Analyzing data

The analyze module fits regression models for inference. Two unified entrypoints — association_study for EWAS / PheWAS / GWAS and interaction_study for pairwise GxE / GxG via likelihood-ratio test — accept lists of outcomes and regressors, auto-detect the regression family (linear / logistic), support five genotype encodings (additive / dominant / recessive / codominant / edge), and parallelise the scan via joblib. Survey- aware estimation (sample weights with cluster-robust standard errors) is one flag away. Results land in an immutable RegressionResults container with chainable .with_correction .passing .top .annotate .summary methods, ready to be filtered, annotated against the IGEM knowledge graph, and persisted.

Tip

Every function in this module returns a :class:RegressionResults — an immutable, chainable container with built-in .with_correction .passing .top .annotate .summary fluency. Inputs are never mutated; each transformation returns a fresh result.

Note

No CLI commands for this module. Inference produces in-memory results for downstream filtering, plotting, or report generation within the same Python session. Use Python or a notebook.

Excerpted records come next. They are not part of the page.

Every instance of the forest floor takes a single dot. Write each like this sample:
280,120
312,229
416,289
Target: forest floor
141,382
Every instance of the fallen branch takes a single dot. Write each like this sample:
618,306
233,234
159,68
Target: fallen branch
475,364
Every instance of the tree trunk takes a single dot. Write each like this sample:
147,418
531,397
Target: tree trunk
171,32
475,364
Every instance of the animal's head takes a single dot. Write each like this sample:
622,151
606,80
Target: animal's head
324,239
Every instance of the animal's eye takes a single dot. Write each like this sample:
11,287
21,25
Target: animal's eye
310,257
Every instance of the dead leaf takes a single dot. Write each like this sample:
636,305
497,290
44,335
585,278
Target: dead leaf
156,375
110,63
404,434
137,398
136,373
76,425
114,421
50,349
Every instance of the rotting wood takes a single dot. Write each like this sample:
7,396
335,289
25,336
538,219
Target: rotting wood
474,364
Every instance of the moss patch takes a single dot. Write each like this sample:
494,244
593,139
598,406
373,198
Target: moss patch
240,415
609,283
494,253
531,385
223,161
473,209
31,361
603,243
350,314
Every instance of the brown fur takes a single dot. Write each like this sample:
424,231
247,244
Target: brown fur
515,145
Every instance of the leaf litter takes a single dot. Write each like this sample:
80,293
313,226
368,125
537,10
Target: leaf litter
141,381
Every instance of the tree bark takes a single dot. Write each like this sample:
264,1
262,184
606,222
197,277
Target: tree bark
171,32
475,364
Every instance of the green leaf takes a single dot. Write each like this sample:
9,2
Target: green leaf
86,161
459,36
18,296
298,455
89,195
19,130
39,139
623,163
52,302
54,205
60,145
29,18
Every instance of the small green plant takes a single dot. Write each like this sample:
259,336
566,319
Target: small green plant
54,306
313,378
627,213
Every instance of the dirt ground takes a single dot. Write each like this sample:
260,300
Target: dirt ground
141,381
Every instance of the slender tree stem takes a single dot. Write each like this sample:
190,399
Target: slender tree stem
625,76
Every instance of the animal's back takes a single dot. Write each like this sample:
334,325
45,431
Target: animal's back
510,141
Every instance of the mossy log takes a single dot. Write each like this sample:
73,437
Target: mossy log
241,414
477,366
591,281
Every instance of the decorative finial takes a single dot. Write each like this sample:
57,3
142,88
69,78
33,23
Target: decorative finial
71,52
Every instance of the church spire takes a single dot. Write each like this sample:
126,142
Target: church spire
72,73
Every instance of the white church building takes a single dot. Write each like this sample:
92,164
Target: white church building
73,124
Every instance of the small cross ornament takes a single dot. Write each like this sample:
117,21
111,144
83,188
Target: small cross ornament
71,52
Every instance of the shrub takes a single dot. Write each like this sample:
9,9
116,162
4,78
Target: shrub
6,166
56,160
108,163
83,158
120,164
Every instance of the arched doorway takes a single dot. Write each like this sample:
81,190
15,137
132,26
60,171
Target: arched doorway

By the end of this page you will know how to:

  • Choose between association_study (unified EWAS / PheWAS / GWAS), interaction_study (pairwise GxE / GxG via LRT), and the legacy specialized entrypoints (ewas, gwas, lrt).

  • Run single-outcome and multi-outcome PheWAS with per-outcome multiple-testing correction.

  • Test genotype regressors under five different encoding conventions (additive / dominant / recessive / codominant / edge).

  • Apply survey-aware estimation (weights + cluster-robust SE) for NHANES-style designs.

  • Parallelise the regression scan with n_jobs.

  • Read the canonical output schema — Wald / LRT p-values, ΔAIC, convergence flags — and chain transformations on it.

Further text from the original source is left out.